IVIV Aunt Reet

John Carvill johncarvill at gmail.com
Sun Aug 30 08:06:10 CDT 2009


> I'm guessing William Gibson wrote Neuromancer with GR on his desk,
> open on those very pages (GR 698-99). And if the Wachowsky brothers
> didn't write The Matrix with GR on their desk, I'm sure Neuromancer
> was on their desk (or disk).

Heh heh. Very good.

Kudos of course to Janos for pointing up the relevance of that heart-to-heart.

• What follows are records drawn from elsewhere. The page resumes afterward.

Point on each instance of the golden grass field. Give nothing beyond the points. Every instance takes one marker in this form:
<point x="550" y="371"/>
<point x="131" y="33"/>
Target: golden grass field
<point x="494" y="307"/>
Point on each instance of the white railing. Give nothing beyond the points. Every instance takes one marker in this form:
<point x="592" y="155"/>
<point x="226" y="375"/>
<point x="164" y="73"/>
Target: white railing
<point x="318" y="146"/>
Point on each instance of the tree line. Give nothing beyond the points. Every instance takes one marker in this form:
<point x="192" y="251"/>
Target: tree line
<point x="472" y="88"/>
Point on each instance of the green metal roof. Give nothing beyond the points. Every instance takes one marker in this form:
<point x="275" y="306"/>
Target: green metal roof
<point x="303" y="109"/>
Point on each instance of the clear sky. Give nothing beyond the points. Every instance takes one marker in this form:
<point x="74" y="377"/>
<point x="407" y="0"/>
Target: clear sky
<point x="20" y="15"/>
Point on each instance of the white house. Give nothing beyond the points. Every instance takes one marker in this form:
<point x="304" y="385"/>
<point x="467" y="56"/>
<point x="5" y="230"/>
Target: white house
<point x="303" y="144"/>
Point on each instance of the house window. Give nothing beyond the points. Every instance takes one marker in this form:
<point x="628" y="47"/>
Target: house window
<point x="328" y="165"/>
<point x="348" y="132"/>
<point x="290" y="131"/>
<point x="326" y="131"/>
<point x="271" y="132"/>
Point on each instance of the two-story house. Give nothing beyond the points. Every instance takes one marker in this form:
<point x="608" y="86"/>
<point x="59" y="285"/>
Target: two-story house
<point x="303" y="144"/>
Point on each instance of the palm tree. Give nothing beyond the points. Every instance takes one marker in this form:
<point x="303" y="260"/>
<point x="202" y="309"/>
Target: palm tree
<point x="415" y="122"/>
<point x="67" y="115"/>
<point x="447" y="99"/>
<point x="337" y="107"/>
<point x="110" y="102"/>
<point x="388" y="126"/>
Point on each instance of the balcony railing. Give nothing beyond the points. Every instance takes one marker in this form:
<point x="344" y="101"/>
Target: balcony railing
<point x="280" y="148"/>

There's an obvious flavour of the autobiographical in 'Inherent Vice',
and on the surface (streets) that of course means Gordita/Manhattan
beach, freeways, joints, the general lifestyle and feel of the times,
etc. when Pynchon was writing 'Gravity's Rainbow'. But there's also a
much deeper, way more interesting set of substrata, and here's a prime
example of it: Pyncon's references to the ARPAnet etc. point forwards,
to today's internet age, but also backwards, to the genesis of a book,
GR, which was itself pointing forward. How the 'predictions' re.
technology made in GR, and those more retrospective predictions being
made in IV, relate, is a topic worthy of lengthy consideration.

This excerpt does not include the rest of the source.